The Selective Irrationality of Getting Breakfast in Boone

The Selective Irrationality of Getting Breakfast in Boone
Andrew (left) and Andy braving sub zero wind chills to eat breakfast in a parking lot together.

We all do selectively irrational things for emotional reasons. We make decisions with our hearts. We go to great lengths to keep our stories alive. We brave nasal swabs and sub-freezing weather to stay connected to each other.


Flurries swirled in the 5 degree wind chills on a February morning in Boone, NC. I sat in my truck in a public parking lot waiting for Andrew and Brian, my two closest friends, who were on their way from Raleigh and Hillsborough. I had left my home in North Charlotte around 5:45 a.m. driving west, like them, with a slow sunrise in my rearview mirror.

I texted my wife a short video of the snow spinning like cold miniature tornados across the concrete from the confines of a warm truck cabin.

“You are either crazy or those biscuits have crack in them … or both,” she joked. My stomach growled anticipating a big Appalachian breakfast takeout platter from Melanie’s Food Fantasy.

The biscuits definitely do not have crack in them — just a lot of butter and salt, which may be nearly as addictive. My friends texted from about 20 minutes away, and we coordinated an online order so that we could walk to the outdoor pick-up station as soon as they arrived.

By the time we got back in my truck with our takeout boxes in lap, the food was a little cold. Still, it didn’t disappoint. Truthfully, this whole trip was not only about the food. The early Saturday morning trip was about connection and wresting away a tradition that the pandemic had taken from us.

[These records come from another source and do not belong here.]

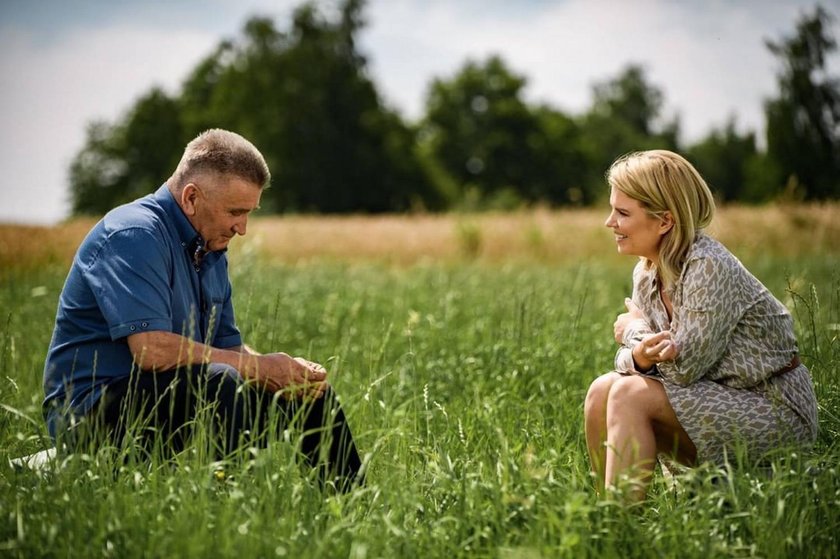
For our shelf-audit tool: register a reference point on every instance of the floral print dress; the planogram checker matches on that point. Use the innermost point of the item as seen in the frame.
(734, 337)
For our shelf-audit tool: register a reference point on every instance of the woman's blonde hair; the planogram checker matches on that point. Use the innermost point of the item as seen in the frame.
(663, 181)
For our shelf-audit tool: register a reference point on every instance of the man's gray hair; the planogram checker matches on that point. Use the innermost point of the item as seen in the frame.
(224, 152)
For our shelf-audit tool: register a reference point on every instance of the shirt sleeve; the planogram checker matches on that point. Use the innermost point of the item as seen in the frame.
(227, 334)
(129, 278)
(704, 321)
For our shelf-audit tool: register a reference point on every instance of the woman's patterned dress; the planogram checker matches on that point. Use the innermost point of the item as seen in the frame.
(733, 335)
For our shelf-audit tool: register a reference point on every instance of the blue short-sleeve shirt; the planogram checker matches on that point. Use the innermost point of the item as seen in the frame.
(133, 273)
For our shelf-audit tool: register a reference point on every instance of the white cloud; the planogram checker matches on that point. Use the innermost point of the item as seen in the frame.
(51, 92)
(709, 57)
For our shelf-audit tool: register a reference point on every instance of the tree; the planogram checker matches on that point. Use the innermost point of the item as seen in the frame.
(803, 122)
(302, 96)
(625, 116)
(485, 136)
(724, 158)
(125, 161)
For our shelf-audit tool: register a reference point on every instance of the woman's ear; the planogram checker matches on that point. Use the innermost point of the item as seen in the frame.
(189, 195)
(666, 223)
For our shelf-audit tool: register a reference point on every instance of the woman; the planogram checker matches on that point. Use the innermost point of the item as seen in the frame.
(708, 357)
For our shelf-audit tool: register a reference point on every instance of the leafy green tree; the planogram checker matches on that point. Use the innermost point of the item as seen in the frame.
(302, 96)
(626, 115)
(122, 162)
(485, 136)
(724, 158)
(803, 122)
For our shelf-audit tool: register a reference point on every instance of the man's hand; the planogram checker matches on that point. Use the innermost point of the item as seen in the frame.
(653, 349)
(624, 319)
(293, 376)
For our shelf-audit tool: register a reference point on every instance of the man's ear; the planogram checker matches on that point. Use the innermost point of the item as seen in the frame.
(189, 195)
(666, 223)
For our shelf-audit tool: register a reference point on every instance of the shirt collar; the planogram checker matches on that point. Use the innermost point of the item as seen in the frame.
(187, 234)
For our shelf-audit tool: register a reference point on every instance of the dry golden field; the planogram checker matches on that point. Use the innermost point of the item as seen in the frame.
(532, 235)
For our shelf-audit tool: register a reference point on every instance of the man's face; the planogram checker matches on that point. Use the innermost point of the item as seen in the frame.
(218, 207)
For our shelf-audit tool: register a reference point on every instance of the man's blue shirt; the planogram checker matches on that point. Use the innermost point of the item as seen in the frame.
(133, 273)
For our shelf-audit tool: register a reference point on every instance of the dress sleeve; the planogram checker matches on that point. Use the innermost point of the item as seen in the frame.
(635, 330)
(703, 321)
(129, 278)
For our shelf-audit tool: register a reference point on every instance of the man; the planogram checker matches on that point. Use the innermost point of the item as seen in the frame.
(145, 340)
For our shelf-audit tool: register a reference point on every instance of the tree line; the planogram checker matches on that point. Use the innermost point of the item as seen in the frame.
(304, 97)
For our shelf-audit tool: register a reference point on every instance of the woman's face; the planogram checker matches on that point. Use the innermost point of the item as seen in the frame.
(637, 233)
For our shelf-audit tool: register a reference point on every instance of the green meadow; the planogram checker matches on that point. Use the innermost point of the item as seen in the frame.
(464, 382)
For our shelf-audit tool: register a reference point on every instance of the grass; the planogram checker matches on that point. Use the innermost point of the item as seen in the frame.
(462, 362)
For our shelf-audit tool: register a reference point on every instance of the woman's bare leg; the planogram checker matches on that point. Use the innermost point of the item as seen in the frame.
(640, 423)
(595, 425)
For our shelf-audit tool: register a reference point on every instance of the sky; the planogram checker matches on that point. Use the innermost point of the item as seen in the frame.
(66, 63)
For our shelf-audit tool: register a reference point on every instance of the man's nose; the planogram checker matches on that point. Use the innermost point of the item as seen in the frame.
(242, 227)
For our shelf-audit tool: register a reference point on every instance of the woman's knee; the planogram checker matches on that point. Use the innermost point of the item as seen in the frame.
(634, 394)
(598, 394)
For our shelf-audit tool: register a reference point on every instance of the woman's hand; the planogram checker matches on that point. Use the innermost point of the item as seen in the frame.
(624, 319)
(653, 349)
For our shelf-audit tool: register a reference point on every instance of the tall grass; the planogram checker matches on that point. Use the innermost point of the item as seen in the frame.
(464, 381)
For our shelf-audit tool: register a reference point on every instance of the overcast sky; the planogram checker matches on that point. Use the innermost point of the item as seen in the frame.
(64, 63)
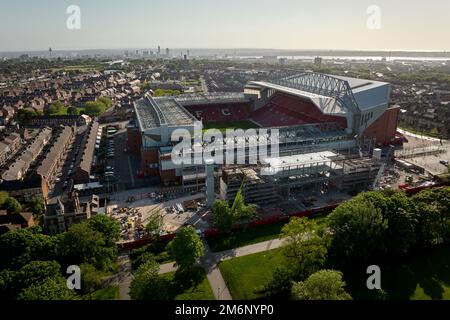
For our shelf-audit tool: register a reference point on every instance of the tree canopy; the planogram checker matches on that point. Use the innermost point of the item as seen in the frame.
(12, 205)
(186, 248)
(305, 249)
(322, 285)
(147, 284)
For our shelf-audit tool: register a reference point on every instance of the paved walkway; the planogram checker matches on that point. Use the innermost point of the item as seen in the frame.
(125, 277)
(210, 262)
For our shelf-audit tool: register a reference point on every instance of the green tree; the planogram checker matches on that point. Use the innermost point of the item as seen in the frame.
(305, 249)
(322, 285)
(106, 101)
(36, 206)
(83, 244)
(11, 205)
(108, 226)
(72, 110)
(36, 272)
(20, 247)
(54, 108)
(94, 108)
(432, 209)
(147, 284)
(357, 232)
(186, 248)
(50, 289)
(91, 278)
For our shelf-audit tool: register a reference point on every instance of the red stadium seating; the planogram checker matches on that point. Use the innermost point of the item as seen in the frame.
(220, 112)
(285, 110)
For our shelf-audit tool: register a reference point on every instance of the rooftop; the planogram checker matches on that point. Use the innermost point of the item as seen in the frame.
(155, 112)
(332, 94)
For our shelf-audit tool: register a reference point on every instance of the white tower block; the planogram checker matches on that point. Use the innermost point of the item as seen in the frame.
(209, 169)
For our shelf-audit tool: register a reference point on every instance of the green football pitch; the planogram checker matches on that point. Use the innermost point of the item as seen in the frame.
(223, 126)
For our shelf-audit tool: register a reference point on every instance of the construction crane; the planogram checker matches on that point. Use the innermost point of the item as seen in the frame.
(382, 168)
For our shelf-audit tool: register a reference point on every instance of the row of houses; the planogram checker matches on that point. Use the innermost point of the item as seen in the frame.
(9, 146)
(54, 159)
(19, 168)
(67, 90)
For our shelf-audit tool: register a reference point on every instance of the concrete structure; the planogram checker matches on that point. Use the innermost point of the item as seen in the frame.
(209, 168)
(311, 113)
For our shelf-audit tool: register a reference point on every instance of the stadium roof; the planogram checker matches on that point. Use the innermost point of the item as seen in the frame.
(210, 98)
(333, 94)
(155, 112)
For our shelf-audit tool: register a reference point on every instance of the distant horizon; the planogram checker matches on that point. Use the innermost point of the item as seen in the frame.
(353, 25)
(231, 49)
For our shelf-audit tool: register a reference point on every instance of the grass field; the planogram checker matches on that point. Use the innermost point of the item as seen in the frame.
(253, 235)
(422, 276)
(223, 126)
(200, 291)
(246, 275)
(108, 293)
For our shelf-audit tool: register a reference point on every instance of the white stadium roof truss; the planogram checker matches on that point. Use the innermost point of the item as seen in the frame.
(325, 85)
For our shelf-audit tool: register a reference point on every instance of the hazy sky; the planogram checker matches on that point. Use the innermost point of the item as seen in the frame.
(280, 24)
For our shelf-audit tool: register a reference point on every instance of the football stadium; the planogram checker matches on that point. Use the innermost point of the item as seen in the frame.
(329, 127)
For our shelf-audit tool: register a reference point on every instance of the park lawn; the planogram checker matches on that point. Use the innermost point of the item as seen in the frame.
(107, 293)
(245, 275)
(201, 291)
(223, 126)
(254, 235)
(158, 249)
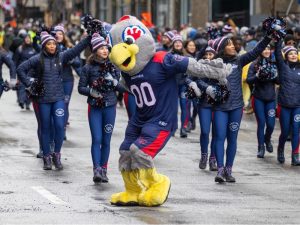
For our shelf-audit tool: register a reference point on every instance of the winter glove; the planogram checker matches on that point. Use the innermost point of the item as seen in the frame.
(109, 77)
(211, 91)
(95, 94)
(195, 88)
(12, 83)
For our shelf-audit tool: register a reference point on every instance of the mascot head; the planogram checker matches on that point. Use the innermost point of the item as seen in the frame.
(133, 45)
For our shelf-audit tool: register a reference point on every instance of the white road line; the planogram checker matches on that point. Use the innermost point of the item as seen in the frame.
(48, 195)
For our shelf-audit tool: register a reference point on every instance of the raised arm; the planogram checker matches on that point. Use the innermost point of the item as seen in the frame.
(254, 53)
(278, 56)
(10, 64)
(24, 68)
(83, 82)
(251, 77)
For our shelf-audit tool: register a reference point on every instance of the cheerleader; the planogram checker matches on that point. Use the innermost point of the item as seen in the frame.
(227, 117)
(63, 43)
(101, 104)
(47, 66)
(262, 75)
(289, 100)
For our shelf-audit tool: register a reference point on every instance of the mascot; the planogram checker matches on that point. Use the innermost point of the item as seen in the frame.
(150, 76)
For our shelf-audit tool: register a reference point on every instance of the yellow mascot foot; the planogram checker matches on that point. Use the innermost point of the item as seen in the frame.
(158, 188)
(132, 190)
(124, 199)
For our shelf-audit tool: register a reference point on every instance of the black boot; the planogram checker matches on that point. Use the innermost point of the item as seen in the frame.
(220, 178)
(97, 176)
(295, 159)
(203, 161)
(47, 163)
(261, 151)
(269, 146)
(280, 155)
(189, 127)
(56, 160)
(229, 178)
(183, 133)
(213, 164)
(193, 123)
(103, 174)
(40, 154)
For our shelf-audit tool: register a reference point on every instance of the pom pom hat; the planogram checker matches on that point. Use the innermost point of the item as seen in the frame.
(97, 42)
(45, 37)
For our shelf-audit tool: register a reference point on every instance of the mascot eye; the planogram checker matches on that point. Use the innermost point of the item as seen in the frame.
(129, 40)
(133, 33)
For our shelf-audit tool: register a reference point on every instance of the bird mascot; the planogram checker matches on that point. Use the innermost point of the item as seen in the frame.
(150, 77)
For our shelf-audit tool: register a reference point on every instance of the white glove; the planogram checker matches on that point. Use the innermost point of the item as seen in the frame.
(218, 63)
(95, 94)
(12, 83)
(211, 91)
(108, 76)
(223, 81)
(195, 88)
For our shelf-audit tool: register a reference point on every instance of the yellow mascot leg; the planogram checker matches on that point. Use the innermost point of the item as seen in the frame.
(132, 190)
(158, 187)
(132, 186)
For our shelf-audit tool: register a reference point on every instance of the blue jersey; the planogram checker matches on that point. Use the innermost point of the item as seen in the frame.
(155, 90)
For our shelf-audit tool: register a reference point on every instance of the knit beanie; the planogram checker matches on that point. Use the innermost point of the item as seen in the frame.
(170, 34)
(227, 29)
(177, 37)
(220, 43)
(288, 49)
(45, 37)
(210, 49)
(59, 27)
(97, 42)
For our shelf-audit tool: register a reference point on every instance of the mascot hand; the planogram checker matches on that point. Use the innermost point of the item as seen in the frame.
(211, 91)
(195, 88)
(109, 77)
(12, 83)
(95, 94)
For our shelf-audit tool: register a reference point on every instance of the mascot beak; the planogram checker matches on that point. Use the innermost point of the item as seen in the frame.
(124, 56)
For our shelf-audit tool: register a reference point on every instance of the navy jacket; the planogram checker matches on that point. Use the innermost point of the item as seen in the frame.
(4, 58)
(91, 72)
(52, 71)
(67, 68)
(263, 90)
(23, 53)
(202, 85)
(289, 78)
(235, 99)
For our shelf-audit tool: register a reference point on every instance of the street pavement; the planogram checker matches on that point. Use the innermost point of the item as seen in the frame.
(265, 192)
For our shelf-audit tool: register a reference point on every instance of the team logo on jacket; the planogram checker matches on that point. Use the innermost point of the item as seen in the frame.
(271, 113)
(297, 118)
(178, 57)
(59, 112)
(234, 126)
(108, 128)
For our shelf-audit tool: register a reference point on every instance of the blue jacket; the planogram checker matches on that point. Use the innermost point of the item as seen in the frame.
(23, 53)
(91, 72)
(202, 85)
(51, 71)
(4, 58)
(289, 78)
(263, 90)
(235, 99)
(67, 72)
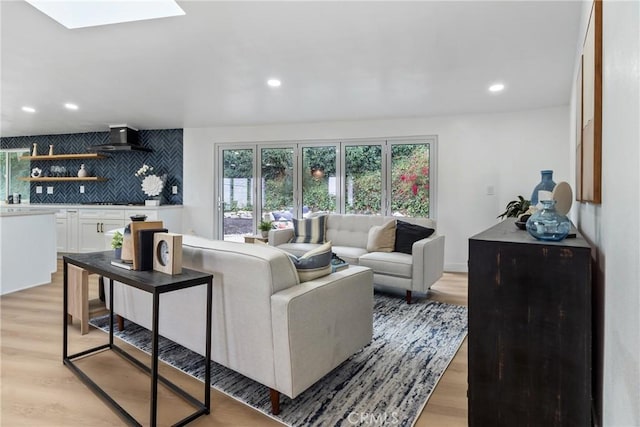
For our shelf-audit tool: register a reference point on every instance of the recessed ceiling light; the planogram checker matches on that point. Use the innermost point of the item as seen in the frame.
(80, 14)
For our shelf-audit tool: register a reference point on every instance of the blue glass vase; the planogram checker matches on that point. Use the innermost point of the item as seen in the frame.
(546, 184)
(547, 224)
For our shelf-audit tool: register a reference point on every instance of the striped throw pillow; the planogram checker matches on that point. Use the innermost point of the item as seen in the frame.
(315, 263)
(311, 230)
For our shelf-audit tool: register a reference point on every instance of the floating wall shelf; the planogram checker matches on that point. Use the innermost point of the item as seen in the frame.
(66, 178)
(84, 156)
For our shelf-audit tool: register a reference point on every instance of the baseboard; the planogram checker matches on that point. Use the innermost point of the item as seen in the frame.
(456, 268)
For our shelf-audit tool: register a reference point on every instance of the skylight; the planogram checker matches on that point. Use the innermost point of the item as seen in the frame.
(82, 13)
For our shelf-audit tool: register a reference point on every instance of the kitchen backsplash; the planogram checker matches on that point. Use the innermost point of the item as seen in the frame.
(119, 168)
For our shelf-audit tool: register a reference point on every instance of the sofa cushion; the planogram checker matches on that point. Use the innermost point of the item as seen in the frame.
(349, 254)
(382, 238)
(311, 230)
(407, 234)
(315, 263)
(297, 249)
(391, 264)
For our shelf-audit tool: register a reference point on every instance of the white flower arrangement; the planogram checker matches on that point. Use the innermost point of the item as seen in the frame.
(152, 184)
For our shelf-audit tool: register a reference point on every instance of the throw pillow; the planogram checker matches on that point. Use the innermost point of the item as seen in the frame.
(315, 263)
(311, 230)
(407, 234)
(382, 238)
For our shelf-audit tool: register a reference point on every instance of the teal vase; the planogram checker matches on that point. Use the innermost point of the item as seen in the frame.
(546, 184)
(547, 224)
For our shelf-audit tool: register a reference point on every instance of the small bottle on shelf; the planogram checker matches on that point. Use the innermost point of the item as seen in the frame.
(82, 173)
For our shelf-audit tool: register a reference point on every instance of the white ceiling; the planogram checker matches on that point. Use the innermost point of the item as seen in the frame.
(336, 60)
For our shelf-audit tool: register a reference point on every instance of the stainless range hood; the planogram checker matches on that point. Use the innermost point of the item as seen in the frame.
(121, 138)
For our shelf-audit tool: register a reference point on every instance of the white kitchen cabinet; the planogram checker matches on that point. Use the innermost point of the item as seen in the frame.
(93, 223)
(61, 231)
(72, 231)
(80, 229)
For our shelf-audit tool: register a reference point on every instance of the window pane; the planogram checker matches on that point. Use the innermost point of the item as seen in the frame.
(4, 175)
(11, 170)
(363, 183)
(237, 193)
(318, 179)
(277, 186)
(19, 169)
(410, 179)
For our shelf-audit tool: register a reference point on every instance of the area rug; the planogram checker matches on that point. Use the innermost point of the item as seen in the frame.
(386, 383)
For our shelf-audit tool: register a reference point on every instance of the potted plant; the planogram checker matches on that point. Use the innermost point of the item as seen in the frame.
(264, 227)
(517, 209)
(116, 244)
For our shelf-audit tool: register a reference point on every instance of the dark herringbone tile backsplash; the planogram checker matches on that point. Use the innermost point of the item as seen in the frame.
(119, 168)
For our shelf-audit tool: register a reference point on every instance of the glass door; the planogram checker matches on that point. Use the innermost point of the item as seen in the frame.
(410, 179)
(237, 197)
(363, 190)
(319, 179)
(277, 189)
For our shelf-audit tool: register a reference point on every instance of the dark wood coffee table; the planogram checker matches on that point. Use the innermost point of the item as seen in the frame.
(155, 283)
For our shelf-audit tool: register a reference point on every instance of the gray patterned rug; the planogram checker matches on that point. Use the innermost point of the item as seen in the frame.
(386, 383)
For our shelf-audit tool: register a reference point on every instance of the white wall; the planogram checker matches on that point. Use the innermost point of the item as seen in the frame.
(613, 225)
(506, 151)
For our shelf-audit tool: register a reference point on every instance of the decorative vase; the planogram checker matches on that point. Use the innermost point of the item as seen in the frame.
(82, 173)
(547, 224)
(546, 185)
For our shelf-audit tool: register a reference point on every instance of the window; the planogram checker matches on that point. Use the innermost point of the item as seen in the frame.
(291, 180)
(11, 169)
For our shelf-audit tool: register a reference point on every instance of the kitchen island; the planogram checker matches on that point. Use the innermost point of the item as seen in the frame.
(27, 248)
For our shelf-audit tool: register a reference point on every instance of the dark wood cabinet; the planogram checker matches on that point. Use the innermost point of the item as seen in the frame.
(529, 329)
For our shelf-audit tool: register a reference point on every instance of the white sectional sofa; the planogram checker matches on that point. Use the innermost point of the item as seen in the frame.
(349, 234)
(266, 325)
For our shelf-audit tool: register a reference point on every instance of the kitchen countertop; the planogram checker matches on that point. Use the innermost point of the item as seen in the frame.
(25, 210)
(39, 206)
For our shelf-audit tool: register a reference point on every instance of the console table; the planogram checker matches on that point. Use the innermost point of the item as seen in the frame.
(154, 283)
(529, 329)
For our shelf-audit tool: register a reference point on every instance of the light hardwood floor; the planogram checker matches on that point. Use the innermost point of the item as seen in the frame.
(38, 390)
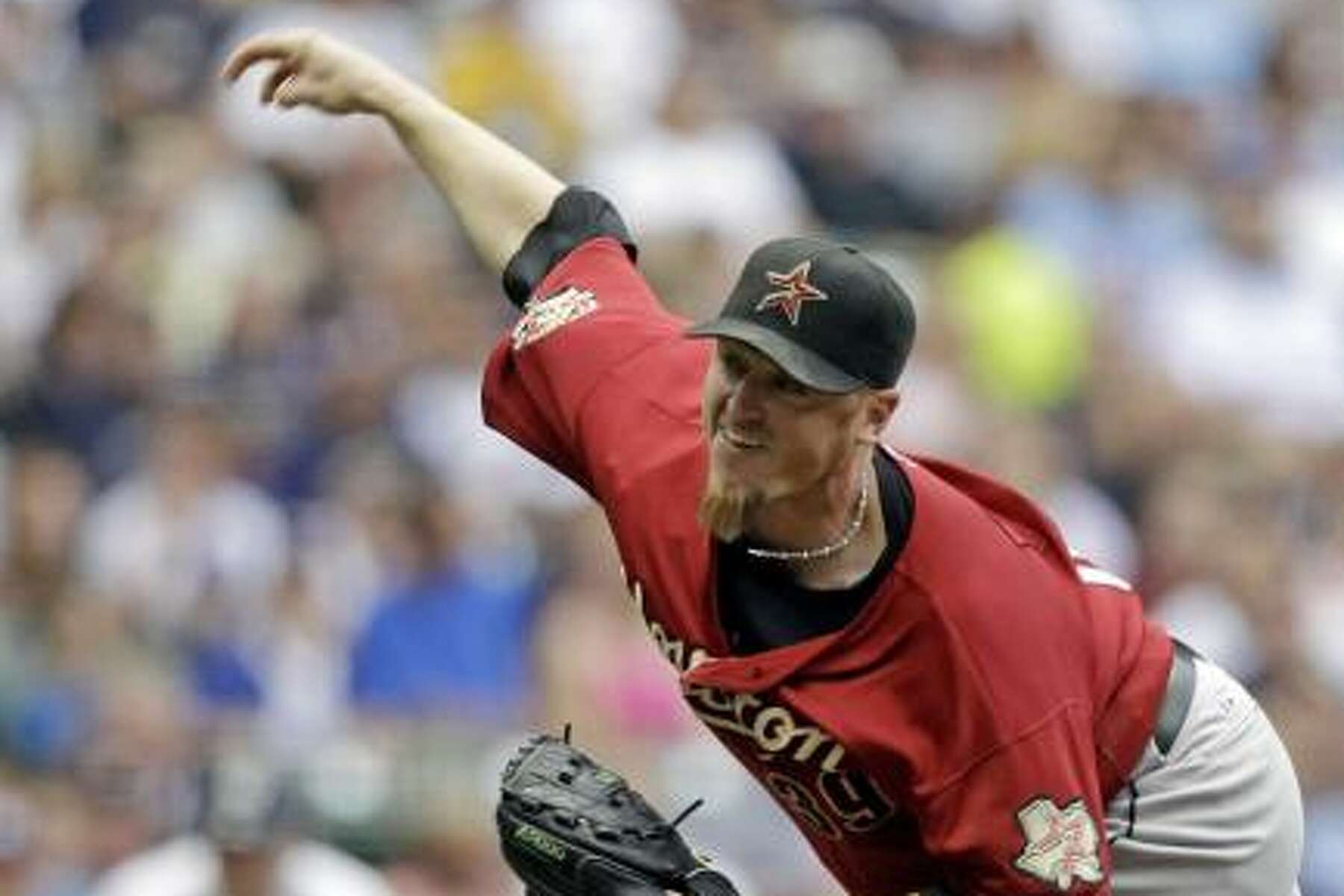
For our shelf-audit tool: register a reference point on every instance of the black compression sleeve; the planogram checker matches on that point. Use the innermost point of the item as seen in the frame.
(577, 217)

For nearly 10 years, the three of us have made annual (if not more) trips to the North Carolina mountains to hike and camp. We’ve been to Linville Gorge Wilderness Area multiple times, Elk Knob State Park, Stone Mountain, Doughton State Park, Mt. Mitchell, and Grayson Highlands in southern Virginia, just to name a few.

Several years ago during one particularly cold and rainy night, we each laid swinging and sheltered in our hammocks listening to the wind run through the trees. I opened Yelp on my phone and patiently waited for a signal and some distant satellite to tell me where was the closest, well-rated breakfast option.

“Melanie’s Fantasy Foods,” I yelled to Andrew and Brian.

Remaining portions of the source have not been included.